I'm sending you hugs, luv, Kath

> Suicidal urges, self injury urges. They're not plaguing me right now, but there have been times when they did, and there will probably be times when they do again.
>
> I can accept that they aren't appropriate to talk about everywhere. My husband can't handle them, so I don't discuss them with him. I talk to my therapist about them, and that's about it. But if I keep them bottled up, they get so much worse. Talking about them releases some of their power.
>
> I daresay that if I ever truly decide to kill myself, I won't tell anyone outside of my therapist (I've promised him that I will let him help me, even if it means hospitalization). Telling someone would be relatively counterproductive, since they could conceivable stop me.
>
> Is this a place where I shouldn't talk about those urges? Or is there a way that I could, and ways that it wouldn't be good to do so? Is the board like my husband?
>
> I'm asking from a pretty good place right now. I don't feel like harming myself at the moment. So I'm just gathering information for the future. I could keep these issues just to my therapist.
>
> But what about all those people who don't presently have a therapist or who, because of the situation, can't get one? Is this considered an inappropriate safety valve to release some of the pain and pressure?
>
> I understand that each of us individually may be too fragile to bear another's pain, but are we collectively too fragile?
>
> Just questions thrown out while I'm feeling good, so that I won't be hurt when I'm feeling bad.

 

Re: I get urges sometimes... » Dinah

Posted by Medusa on December 23, 2002, at 1:05:24

In reply to I get urges sometimes..., posted by Dinah on December 20, 2002, at 5:49:24

> Is this a place where I shouldn't talk about those urges? Or is there a way that I could, and ways that it wouldn't be good to do so? Is the board like my husband?
>

Fine with me if you post about these urges. But I personally don't do this, because it could get me banned. When I'm in that place, I'm not about to phrase things in lovey-dovey feel-good ways. If I have a sense of humor then, which I pretty much do, it's going to be offensive to most.
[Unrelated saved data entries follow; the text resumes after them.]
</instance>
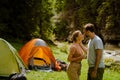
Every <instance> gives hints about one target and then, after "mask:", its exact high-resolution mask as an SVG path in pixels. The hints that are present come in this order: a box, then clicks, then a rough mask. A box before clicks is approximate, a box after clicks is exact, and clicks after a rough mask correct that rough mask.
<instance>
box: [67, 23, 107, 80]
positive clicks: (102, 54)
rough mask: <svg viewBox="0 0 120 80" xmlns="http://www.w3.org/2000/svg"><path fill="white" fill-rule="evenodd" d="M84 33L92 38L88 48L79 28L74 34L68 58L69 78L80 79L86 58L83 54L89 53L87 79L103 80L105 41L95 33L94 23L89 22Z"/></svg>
mask: <svg viewBox="0 0 120 80" xmlns="http://www.w3.org/2000/svg"><path fill="white" fill-rule="evenodd" d="M83 31H84V34H85V35H86V36H88V37H89V38H90V40H89V42H88V51H87V48H86V47H85V46H84V45H83V44H82V40H83V39H84V36H83V35H82V33H81V32H80V31H79V30H77V31H75V32H74V33H73V35H72V41H73V43H72V45H71V47H70V50H69V55H68V58H67V60H68V61H69V62H70V64H69V66H68V68H67V75H68V78H69V80H79V76H80V73H81V61H82V59H84V58H85V56H84V55H83V52H84V53H87V52H88V53H87V60H88V66H89V69H88V75H87V80H102V78H103V73H104V67H105V66H104V63H103V42H102V40H101V38H100V37H98V36H97V35H96V34H95V28H94V25H93V24H91V23H88V24H86V25H85V26H84V30H83Z"/></svg>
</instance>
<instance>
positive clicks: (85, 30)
mask: <svg viewBox="0 0 120 80" xmlns="http://www.w3.org/2000/svg"><path fill="white" fill-rule="evenodd" d="M83 32H84V35H85V36H87V37H88V31H87V30H86V29H84V30H83Z"/></svg>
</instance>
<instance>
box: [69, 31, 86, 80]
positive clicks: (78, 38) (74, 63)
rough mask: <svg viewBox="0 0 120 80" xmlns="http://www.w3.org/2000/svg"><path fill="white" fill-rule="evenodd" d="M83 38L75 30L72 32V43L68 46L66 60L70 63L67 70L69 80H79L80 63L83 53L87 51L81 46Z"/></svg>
mask: <svg viewBox="0 0 120 80" xmlns="http://www.w3.org/2000/svg"><path fill="white" fill-rule="evenodd" d="M83 39H84V36H83V35H82V33H81V32H80V31H79V30H77V31H75V32H73V35H72V41H73V43H72V44H71V46H70V50H69V55H68V58H67V60H68V61H69V62H70V64H69V66H68V68H67V75H68V78H69V80H79V76H80V72H81V61H82V59H83V58H85V57H84V54H83V51H85V52H86V51H87V49H86V47H85V46H84V45H83V44H82V40H83Z"/></svg>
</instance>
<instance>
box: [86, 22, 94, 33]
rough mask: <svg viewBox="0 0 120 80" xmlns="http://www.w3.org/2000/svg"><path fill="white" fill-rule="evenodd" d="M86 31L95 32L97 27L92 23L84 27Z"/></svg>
mask: <svg viewBox="0 0 120 80" xmlns="http://www.w3.org/2000/svg"><path fill="white" fill-rule="evenodd" d="M84 28H85V30H87V31H90V32H95V26H94V25H93V24H92V23H88V24H86V25H85V26H84Z"/></svg>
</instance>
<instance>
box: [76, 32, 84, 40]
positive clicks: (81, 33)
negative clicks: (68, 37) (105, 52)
mask: <svg viewBox="0 0 120 80" xmlns="http://www.w3.org/2000/svg"><path fill="white" fill-rule="evenodd" d="M83 39H84V35H83V34H82V33H81V32H79V34H78V37H77V40H79V41H82V40H83Z"/></svg>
The board is more of an experiment/study project than it is group therapy. I benefit from interactions with other members here, but am always aware of the purpose of the board. It ain't for our benefit, honey.

I'm someone you could e-mail about these urges when you have them - I understand needing to de-fuse them by talking about it. I might send you pre-Grimm versions of fairy tales to read. They can be healing, in unexpected ways.